P Mayer scite author profile

Stimulus-induced insulin secretion involves the activation of several protein kinases within the beta cell. Most prominent are protein kinase A, protein kinase C and calcium/calmodulin-dependent protein kinases. Protein kinase action is functionally antagonized by protein phosphatases. The four ubiquious serine/threonine protein phosphatases are termed PP-1, PP-2A, -2B and -2C. PP-1 and PP-2A are in vivo parts of major protein complexes.
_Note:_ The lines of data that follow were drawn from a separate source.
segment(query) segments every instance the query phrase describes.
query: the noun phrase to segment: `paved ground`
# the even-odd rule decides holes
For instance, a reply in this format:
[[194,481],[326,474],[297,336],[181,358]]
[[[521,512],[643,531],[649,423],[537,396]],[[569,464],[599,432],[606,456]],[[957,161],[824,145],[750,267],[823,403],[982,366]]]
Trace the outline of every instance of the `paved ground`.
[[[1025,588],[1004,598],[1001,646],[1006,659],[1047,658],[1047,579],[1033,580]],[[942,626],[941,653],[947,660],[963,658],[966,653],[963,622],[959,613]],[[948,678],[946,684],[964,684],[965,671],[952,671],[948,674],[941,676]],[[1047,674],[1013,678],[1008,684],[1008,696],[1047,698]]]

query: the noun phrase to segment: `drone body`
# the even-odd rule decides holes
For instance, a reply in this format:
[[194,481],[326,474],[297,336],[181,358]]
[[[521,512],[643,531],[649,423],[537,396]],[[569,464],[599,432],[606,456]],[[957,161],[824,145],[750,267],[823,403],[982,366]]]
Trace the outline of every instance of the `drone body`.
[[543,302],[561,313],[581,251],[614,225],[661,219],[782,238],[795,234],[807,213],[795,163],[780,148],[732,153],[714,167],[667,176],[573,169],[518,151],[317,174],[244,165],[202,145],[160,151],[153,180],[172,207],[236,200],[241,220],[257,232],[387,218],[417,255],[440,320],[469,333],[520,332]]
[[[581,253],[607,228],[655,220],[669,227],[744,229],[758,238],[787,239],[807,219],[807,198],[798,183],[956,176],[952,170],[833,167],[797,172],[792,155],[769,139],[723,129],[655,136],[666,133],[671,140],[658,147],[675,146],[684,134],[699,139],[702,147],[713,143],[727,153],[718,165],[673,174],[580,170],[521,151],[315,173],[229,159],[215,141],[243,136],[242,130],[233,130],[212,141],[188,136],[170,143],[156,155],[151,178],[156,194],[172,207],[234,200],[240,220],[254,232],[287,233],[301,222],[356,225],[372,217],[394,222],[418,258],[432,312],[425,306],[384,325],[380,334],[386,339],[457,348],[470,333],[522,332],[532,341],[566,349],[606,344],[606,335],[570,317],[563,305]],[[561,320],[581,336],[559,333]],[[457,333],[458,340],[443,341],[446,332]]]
These complexes presumably regulate the phosphatase activity and direct the enzyme to its site of action. Therefore, PP-1 and -2A could play an important role in controlling intracellular signal transmission. Two different toxins, okadaic acid and calyculin A, both from marine invertebrates, were recently discovered and identified as potent and highly specific inhibitors of PP-1 and PP-2A. Both compounds emerged as very useful tools for studying intracellular phosphorylation events. We took advantage of these substances to investigate the significance of protein phosphatase action in stimulus-induced insulin secretion. To avoid major complexity, we confined our study to the cAMP and the phosphoinositide signal pathway. Okadaic acid alone evoked virtually no secretory response. cAMP-dependent secretion was markedly enhanced by 1 microM okadaic acid. The stimulatory effect of okadaic acid was strongly dependent on the concentration of cAMP analoga. In contrast, insulin release caused by the cholinergic agonist carbachol was not influenced by okadaic acid. Calyculin A (10 nM) slightly increased cAMP-induced secretion, but its high toxicity prohibited accurate interpretation of the data. Our findings support the idea that serine/threonine phosphatases act as important regulators in stimulus response coupling.(ABSTRACT TRUNCATED AT 250 WORDS)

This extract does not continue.